Israel Festival features Jazz around the world

Jazz musicians at Israel Festival lineup "meager"; international representation offers variety.

US saxaphone composer 370 (photo credit: Dave Weiland)
US saxaphone composer 370
(photo credit: Dave Weiland)
The jazz lineup of this year’s Israel Festival is somewhat meager, with just two slots, both of which incorporate other areas of musical exploration with the nominal main art form.
The principal foreign jazz artist is composer-clarinetist-saxophonist Don Byron, who will perform in Jerusalem with his New Gospel Quintet, with vocalist La Velle, pianist Bruno Ruder and bass player Grad Jones, with Sangoma Everett on drums.
The band’s output is primarily based on the work of two of the giants of the gospel style – pianist Thomas A. Dorsey, who was known as “the father of black gospel music,” and powerhouse vocalist and guitarist Sister Rosetta Tharpe, who gained great popularity in the 1930s and 1940s, and found great success with her mixture of spiritual lyrics and secular musical styles.
Dorsey, who died in 1993 at the age of 93, also fused religious music non-religious disciplines, including jazz and blues.
During his close to three-decade career to date, Byron has gained a reputation for incorporating a wide range of musical endeavor in his work, including klezmer music and classical music. He last appeared in this country with Jewish American pianist, at the Opera House in Tel Aviv in 2009.
On the Israeli side of the jazz-oriented program, stellar New York-based Israeli bassist-composer Omer Avital teams up with mandolin player Avi Avital and jazz pianist Omer Klein, with ethnic percussionist Itamar Douari completing the lineup. The Israel Festival concert will be the quartet’s debut performance, and the show repertoire takes in world music, jazz and classical music.
The world music sector features Brazilian folk music artist and composer Renato Borghetti, who plays the gaita, a diatonic button accordion. In 2005 he won a Latin Grammy for his album, Gaita Ponto Com.

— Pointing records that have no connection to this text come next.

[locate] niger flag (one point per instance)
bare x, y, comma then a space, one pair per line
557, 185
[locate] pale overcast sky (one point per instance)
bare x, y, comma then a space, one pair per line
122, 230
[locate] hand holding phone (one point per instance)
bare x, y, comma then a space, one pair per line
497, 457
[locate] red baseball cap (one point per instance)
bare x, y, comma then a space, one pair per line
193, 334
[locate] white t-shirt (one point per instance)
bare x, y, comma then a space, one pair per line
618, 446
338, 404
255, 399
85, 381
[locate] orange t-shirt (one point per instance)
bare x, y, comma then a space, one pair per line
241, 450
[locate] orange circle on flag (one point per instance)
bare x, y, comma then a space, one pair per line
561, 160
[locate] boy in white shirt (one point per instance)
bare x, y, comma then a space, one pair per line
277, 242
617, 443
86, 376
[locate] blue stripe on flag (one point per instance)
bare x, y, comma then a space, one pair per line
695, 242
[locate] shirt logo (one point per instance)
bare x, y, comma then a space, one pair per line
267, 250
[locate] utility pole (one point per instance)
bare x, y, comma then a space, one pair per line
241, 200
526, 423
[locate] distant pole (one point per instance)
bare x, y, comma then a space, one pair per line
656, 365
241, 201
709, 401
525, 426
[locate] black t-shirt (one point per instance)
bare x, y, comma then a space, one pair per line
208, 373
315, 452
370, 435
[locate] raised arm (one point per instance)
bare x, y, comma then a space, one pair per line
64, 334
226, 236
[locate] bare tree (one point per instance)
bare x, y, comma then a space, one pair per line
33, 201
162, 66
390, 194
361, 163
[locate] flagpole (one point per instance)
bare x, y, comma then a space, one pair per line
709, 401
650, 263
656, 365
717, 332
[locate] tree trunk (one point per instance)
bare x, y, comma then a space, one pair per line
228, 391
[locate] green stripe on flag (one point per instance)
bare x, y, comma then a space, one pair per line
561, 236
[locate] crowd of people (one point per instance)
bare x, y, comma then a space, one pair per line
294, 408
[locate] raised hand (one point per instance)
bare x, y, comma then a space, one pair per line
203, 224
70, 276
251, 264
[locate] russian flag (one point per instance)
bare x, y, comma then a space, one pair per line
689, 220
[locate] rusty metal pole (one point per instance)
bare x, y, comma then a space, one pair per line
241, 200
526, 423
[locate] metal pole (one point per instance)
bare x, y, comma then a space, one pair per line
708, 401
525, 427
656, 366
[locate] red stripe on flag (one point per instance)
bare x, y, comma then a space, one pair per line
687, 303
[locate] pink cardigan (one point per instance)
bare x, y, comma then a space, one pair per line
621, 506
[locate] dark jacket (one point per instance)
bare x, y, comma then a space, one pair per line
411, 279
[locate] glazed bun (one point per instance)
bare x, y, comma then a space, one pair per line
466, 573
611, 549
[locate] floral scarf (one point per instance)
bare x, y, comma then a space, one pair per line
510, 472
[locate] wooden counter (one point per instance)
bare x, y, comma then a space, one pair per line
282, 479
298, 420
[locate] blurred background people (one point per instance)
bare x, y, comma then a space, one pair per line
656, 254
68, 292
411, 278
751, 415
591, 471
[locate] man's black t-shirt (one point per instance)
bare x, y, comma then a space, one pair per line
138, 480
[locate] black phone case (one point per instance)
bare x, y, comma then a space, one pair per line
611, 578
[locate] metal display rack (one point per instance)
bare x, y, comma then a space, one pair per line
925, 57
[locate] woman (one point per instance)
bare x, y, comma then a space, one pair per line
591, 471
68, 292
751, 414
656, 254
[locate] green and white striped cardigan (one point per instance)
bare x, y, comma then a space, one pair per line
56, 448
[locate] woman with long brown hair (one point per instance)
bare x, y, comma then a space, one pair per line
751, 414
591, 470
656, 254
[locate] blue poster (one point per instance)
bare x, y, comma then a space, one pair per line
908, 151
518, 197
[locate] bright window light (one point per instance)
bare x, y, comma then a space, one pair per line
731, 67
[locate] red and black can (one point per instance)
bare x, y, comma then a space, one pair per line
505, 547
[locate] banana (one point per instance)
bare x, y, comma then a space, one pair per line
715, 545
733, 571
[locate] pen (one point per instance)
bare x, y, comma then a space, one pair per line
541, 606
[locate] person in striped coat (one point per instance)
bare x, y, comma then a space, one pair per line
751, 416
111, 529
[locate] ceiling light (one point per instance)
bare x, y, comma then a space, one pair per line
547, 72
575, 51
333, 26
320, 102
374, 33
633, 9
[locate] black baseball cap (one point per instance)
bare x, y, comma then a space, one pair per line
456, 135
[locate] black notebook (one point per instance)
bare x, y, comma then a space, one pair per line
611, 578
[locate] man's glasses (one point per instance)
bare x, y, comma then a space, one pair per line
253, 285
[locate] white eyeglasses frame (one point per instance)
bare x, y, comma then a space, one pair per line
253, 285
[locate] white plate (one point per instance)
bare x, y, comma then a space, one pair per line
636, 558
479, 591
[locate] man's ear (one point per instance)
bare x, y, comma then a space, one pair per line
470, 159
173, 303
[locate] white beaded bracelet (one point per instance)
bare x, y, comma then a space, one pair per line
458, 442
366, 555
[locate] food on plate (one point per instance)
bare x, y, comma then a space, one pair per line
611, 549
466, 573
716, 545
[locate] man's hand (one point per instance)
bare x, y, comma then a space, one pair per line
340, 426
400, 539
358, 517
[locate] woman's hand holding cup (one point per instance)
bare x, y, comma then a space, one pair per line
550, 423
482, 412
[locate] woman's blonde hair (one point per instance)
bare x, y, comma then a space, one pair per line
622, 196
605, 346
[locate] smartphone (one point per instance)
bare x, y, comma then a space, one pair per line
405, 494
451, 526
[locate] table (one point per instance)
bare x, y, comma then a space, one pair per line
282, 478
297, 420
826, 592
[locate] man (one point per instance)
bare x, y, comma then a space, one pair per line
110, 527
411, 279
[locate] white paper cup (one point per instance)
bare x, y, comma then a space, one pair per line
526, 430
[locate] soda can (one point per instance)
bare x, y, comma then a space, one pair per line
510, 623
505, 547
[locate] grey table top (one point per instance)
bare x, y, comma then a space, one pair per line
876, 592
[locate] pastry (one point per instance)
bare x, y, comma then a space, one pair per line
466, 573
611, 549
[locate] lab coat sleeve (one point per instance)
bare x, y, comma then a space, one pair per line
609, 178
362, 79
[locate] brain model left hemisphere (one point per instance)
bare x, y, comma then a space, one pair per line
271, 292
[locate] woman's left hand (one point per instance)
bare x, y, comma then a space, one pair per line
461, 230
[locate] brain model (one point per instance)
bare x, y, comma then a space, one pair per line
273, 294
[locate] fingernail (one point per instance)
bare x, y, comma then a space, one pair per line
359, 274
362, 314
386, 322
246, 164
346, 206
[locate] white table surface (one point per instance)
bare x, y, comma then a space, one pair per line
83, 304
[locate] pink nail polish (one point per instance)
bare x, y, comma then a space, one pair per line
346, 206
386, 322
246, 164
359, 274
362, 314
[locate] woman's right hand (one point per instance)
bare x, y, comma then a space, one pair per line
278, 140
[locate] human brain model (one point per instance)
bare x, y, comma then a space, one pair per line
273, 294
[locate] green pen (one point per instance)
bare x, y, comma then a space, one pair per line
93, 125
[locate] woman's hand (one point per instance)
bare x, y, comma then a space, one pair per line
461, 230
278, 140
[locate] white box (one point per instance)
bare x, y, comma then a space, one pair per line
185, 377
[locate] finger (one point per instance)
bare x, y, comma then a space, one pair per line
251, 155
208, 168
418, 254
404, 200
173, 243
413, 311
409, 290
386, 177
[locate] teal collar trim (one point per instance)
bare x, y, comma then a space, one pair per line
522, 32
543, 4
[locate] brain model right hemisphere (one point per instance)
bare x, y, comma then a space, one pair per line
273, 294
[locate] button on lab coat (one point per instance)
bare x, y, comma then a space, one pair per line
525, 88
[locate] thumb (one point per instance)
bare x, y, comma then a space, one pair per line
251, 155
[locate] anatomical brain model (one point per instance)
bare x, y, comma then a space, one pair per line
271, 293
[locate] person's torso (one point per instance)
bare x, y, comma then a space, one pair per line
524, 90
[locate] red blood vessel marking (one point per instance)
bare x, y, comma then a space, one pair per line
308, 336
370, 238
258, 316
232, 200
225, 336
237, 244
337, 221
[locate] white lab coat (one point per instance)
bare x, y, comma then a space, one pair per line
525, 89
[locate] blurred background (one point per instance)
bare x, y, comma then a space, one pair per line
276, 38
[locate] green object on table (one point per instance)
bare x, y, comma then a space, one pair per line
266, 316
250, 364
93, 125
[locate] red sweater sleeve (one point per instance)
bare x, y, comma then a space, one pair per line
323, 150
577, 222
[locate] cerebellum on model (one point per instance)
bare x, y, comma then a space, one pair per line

Borghetti is coming here with saxophonist-flutist Pedro Figueiredo, guitarist Daniel Sa and pianist Vitor Peixoto and the foursome will offer the audience a high-energy show, with plenty of virtuosic playing and not a little humor.
Each of the instrumentalists comes from a different region of Brazil, and brings with them their local musical styles, with added jazz sentiments.
The Roamings concert also feeds off a diverse tapestry of ethnic disciplines, with the main ingredient being liturgical music of the Libyan Jewish community.
The name of the show comes from the title of a new CD overseen by oud player, arranger and musical director Yaniv Raba and bass player, guitarist and tar player Yankeleh Segal. The pair will be joined on stage by a substantial instrumental lineup, including ney (flute) player Yitzhak Ventura and percussionists Moshe Nuri and Roi Freedman, as well as vocalist Yitzhak Hayun. The concert will also feature guest appearances by stellar rock singer and guitarist Beri Sacharov, keyboardist Adi Renert and violinist Nitzan Chen-Razael.
The last world music concert in this year’s Israel Festival program culls sounds and rhythms from an extensive international musical hinterland with the Naya ensemble, including opera-trained vocalist Yaniv De’or, internationally renowned oud player and violinist Yair Halal, mandolin player Avi Avital, percussionist Erez Munk and sitar player Yotam Haimovitch.
The concert will feature material from both the eastern and western sides of the world, as well as classical music and Jewish liturgical material.